M: FOOD MICROBIOLOGY AND SAFETY
Impact of Rearing Conditions on the Microbiological Quality of Raw Retail Poultry Meat
Article first published online: 19 AUG 2013
© 2013 Institute of Food Technologists®
Journal of Food Science
Volume 78, Issue 8, pages M1232–M1235, August 2013
How to Cite
Hardy, B., Crilly, N., Pendleton, S., Andino, A., Wallis, A., Zhang, N. and Hanning, I. (2013), Impact of Rearing Conditions on the Microbiological Quality of Raw Retail Poultry Meat. Journal of Food Science, 78: M1232–M1235. doi: 10.1111/1750-3841.12212
- Issue published online: 19 AUG 2013
- Article first published online: 19 AUG 2013
- Manuscript Accepted: 4 JUN 2013
- Manuscript Received: 3 JAN 2013
There is a gap in knowledge of microbiological quality in raw chicken products produced by nonconventional methods and no studies have reported the microbiological quality of turkeys produced under different rearing environments. Thus, the aim of this study was to compare the microbiological quality of conventionally and organically reared whole chicken and turkey carcasses purchased from 3 retail outlets in Knoxville, Tenn., U.S.A. A total of 100 raw broiler chickens organically (n = 50) and 50 raw turkey carcasses consisting of 3 brands reared either conventionally (n = 25) or organically (n = 25) were evaluated. The FDA BAM protocol for rinsing poultry carcasses was used to enumerate of aerobic bacteria, Campylobacter, and Staphylococcus spp., and for qualitative analysis of Salmonella. Organic chickens from one brand had the highest average counts of aerobic bacteria, Staphylococcus spp. and Campylobacter (4.8, 4.8, and 4.7 Log10 CFU/mL rinsate, respectively) while the other organic brand had the lowest average counts (3.4, 3.3, and 3.1, respectively) of all 4 brands evaluated.

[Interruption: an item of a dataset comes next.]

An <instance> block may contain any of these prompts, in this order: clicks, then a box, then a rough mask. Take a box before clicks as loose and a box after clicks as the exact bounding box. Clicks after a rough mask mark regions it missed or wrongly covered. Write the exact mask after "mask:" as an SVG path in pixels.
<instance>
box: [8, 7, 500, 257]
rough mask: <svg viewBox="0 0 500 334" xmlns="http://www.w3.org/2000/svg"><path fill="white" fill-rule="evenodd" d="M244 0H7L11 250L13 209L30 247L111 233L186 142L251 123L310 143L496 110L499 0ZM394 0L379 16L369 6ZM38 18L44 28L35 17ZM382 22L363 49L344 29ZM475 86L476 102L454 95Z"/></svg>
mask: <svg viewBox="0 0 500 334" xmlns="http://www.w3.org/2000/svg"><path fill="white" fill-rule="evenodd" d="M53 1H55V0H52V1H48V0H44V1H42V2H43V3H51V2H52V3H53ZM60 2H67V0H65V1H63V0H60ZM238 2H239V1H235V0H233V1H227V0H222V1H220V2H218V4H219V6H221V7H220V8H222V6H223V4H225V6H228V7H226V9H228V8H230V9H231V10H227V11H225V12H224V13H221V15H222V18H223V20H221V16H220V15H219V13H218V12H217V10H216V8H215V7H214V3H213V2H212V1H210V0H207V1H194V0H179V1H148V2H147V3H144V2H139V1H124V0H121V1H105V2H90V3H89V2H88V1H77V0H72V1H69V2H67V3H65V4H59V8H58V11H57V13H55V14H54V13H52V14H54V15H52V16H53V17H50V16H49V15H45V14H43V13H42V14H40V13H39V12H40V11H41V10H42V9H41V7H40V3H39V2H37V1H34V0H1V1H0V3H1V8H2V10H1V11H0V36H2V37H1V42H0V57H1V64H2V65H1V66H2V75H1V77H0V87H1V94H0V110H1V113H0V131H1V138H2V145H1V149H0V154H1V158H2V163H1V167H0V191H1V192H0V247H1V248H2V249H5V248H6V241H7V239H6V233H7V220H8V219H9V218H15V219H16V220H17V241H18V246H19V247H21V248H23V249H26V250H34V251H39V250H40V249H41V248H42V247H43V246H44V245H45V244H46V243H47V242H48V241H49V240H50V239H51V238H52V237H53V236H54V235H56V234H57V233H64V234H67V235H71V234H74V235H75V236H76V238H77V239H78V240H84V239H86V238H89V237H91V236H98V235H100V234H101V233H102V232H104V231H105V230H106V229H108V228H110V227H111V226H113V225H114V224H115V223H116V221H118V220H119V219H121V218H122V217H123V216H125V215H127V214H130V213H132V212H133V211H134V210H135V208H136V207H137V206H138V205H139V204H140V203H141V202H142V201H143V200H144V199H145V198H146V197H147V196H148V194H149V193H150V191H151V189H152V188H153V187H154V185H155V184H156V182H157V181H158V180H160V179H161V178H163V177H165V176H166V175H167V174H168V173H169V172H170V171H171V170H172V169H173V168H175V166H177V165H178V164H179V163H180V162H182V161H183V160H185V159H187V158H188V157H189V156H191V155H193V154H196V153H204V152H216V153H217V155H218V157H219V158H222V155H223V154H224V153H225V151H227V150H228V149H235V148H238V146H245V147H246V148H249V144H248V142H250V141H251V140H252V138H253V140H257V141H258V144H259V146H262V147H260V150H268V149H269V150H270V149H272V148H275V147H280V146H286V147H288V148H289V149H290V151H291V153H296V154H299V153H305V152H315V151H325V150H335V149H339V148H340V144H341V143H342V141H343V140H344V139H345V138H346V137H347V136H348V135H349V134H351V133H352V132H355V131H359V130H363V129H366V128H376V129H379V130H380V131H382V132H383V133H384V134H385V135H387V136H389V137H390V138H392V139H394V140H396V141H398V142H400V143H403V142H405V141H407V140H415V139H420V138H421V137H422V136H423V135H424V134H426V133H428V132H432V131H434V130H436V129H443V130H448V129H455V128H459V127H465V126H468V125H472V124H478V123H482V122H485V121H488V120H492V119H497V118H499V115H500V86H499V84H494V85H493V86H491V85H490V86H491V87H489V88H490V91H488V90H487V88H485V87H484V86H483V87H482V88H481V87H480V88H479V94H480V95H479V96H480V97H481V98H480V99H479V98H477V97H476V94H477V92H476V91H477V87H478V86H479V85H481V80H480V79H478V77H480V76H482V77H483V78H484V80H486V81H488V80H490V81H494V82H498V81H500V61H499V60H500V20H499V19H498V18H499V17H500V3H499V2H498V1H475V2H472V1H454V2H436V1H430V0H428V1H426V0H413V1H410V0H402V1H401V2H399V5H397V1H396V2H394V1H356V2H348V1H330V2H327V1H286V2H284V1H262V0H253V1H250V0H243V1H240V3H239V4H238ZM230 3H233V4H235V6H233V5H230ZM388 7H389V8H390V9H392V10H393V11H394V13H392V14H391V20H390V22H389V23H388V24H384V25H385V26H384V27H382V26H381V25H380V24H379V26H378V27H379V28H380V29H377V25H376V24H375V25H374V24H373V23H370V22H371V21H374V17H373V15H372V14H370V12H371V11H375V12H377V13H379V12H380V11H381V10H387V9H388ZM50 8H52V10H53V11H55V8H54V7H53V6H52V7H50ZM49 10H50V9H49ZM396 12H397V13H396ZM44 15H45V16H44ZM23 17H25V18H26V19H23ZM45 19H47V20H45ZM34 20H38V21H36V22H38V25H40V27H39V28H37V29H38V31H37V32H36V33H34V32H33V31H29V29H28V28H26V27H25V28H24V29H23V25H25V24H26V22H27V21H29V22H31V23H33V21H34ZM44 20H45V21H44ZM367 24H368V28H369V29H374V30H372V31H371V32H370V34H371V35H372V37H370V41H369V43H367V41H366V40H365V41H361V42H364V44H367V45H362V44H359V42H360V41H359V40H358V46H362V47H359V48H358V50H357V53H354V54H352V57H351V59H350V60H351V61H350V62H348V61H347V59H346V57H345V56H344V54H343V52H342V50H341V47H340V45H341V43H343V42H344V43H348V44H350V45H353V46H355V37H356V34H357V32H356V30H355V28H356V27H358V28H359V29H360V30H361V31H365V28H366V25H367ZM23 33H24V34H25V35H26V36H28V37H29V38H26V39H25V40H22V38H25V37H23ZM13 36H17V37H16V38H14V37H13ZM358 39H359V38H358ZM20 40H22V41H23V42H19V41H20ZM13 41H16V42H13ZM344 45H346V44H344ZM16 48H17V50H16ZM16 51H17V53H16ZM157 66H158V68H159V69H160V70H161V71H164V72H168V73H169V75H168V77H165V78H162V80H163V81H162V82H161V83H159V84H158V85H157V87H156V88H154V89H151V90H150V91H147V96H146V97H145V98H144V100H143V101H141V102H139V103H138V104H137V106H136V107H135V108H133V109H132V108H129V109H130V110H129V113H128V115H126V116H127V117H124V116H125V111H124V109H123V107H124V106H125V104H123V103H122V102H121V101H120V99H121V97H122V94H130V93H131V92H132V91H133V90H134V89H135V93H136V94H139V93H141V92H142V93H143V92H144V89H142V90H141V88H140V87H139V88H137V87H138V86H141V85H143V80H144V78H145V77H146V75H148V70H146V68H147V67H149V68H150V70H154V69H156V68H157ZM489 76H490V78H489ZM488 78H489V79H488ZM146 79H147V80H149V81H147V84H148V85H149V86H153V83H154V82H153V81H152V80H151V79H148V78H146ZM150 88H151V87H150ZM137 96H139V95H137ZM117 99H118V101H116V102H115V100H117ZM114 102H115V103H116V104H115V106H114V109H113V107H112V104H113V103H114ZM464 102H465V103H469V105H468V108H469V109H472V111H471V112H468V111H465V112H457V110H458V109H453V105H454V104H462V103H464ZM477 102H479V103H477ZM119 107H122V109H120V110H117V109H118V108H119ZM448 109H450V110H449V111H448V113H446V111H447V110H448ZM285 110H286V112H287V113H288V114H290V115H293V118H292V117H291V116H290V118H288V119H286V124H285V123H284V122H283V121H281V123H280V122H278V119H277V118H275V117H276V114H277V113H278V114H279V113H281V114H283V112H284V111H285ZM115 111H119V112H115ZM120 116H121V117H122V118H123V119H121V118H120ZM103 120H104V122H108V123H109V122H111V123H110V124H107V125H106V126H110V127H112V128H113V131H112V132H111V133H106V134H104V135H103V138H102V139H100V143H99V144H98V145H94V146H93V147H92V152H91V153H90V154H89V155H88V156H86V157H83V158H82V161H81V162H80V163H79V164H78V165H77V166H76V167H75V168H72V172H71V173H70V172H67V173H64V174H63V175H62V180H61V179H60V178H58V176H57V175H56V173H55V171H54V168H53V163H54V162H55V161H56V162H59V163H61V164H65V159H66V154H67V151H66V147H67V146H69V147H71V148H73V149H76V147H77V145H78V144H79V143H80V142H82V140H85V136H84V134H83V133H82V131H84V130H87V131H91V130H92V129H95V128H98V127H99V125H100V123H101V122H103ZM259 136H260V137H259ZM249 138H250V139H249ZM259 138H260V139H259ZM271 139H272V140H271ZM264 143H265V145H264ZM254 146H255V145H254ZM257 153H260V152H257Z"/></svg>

The organic turkeys had the highest average counts of these same bacteria (4, 3.9, and 3.8, respectively) compared to the 2 brands of conventional turkeys evaluated. Salmonella (5% prevalence) was isolated only from organic chickens and turkeys. From these data, it appears that the microbiological quality of the raw product was not dependent on rearing conditions and, thus, it cannot be assumed that organic raw poultry is safer than conventionally raised poultry in terms of microbiological quality.
Our data support other published studies demonstrating that organic and free-range pasture chickens are not superior in terms of microbiological quality. In addition, our study examined organic turkeys, which has not been previously studied, and also found raw organic turkey meat does not have improved microbiological quality compared to conventionally raised turkeys. Thus, the data collected in this study implies that microbiological quality of raw chicken and turkeys is not a function of production and rearing practices and that raw organic chicken and turkey products should not be considered safer in terms of microbiological quality.